Companies with the financial crisis which listed on TSE and OTC between 1990 and 2004 in Taiwan were targets of this study. This study investigates not only the identification ratio of original Altman Z-Score model, but re-regress the parameters of the five financial variables within the original Altman Z-Score models. In addition, this study focuses on the market factors and financial ratios in five main divisions that have been used frequently. Furthermore, the statistics methods were used to find out the most dependable indication within the six main divisions which predicts the financial systems of the enterprise and then to build up the two popular financial crisis warning models that has been used theoretically and practically (i.e., the Discriminate Model and the Logistic Regression Model). This study compares the identification ration of these two warning models and the findings reveal that:
1.The results of T-test: It can be understood that within the six main divisions the net worth/total assets and total liability/ total assets ratio are the most important variables of the indication of company paying ability followed by the variables of EPS and cash flow ratio which means the distinguishable differences between companies with and without financial crisis is the degree of paying and earning ability. The findings coincide with people’s intuition to the companies with financial crisis. Moreover, the cash flow ratio is not only a distinguishable variable which is used to analyze the asset of the companies, but it also coincides with the present scholars’ concept of cast flow.

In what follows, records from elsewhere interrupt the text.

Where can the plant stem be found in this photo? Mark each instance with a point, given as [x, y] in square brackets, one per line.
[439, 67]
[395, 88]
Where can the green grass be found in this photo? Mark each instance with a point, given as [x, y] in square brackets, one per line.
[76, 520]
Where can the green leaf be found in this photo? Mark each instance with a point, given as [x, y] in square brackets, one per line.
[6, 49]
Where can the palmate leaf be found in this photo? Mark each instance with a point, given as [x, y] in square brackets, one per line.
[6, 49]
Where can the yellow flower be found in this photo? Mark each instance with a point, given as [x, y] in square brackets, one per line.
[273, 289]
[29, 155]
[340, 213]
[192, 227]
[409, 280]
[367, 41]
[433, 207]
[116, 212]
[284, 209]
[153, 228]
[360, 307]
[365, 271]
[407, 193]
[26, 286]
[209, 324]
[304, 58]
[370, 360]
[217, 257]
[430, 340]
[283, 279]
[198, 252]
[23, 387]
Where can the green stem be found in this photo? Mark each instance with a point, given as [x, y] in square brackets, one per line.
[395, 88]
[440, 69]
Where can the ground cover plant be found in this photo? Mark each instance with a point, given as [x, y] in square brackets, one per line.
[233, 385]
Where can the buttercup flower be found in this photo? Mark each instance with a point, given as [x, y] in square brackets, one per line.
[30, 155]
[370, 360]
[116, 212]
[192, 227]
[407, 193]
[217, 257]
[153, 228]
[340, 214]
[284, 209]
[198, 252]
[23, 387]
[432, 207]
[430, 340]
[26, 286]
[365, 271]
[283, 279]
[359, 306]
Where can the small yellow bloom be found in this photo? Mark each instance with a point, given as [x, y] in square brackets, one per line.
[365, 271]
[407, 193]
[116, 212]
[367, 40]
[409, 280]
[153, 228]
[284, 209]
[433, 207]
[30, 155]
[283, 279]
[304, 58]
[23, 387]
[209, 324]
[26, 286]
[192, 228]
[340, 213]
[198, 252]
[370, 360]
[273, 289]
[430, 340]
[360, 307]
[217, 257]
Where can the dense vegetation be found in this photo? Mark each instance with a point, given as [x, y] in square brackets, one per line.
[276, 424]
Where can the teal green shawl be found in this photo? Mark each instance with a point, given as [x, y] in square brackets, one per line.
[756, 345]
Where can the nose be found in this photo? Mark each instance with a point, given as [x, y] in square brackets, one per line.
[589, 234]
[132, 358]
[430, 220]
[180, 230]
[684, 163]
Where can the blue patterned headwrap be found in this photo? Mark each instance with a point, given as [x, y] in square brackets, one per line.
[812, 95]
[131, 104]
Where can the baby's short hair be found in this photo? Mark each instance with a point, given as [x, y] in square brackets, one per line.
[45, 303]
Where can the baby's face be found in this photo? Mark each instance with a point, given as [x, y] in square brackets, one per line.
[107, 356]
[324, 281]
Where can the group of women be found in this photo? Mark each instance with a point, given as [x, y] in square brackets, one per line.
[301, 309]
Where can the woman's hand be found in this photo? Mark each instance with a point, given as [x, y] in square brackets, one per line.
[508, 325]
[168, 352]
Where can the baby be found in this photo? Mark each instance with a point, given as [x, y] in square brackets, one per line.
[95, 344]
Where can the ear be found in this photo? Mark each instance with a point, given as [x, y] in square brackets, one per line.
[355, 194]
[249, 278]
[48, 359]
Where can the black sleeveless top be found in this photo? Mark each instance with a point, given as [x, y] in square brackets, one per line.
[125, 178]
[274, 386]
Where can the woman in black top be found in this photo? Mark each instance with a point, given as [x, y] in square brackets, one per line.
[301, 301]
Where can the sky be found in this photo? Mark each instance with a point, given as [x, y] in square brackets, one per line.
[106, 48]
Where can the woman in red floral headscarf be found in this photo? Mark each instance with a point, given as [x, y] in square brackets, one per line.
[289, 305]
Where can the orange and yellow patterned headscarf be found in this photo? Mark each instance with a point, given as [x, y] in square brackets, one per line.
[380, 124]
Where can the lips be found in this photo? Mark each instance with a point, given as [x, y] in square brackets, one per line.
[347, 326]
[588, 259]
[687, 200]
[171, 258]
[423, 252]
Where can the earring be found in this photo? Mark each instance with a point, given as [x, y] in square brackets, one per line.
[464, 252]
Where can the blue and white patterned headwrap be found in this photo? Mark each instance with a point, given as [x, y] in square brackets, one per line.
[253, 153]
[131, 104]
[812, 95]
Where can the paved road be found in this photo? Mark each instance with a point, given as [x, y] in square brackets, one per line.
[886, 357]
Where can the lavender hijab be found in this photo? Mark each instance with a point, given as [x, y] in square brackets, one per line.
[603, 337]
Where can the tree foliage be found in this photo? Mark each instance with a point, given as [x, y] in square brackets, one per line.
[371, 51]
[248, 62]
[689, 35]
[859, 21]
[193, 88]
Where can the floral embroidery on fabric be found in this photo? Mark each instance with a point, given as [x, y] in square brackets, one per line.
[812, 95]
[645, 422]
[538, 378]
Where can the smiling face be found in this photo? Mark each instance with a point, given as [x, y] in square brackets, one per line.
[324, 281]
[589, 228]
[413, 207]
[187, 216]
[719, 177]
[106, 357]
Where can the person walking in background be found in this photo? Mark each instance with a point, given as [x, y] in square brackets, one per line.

2.Starting from one to three years prior to the financial crisis, the justified predication rate of the Discriminate Model in order is 88.75%, 80.00%, and 73.75%. On the other hand, the justified predication rate of the Logistic Regression Model in order is 90.00%, 72.50% and 67.50%. Based on these findings, it suggests that one year before the financial crisis, the Logistic Regression Model provides a more correct predication while the Discriminate Model provides a better predication two and three years before the financial crisis.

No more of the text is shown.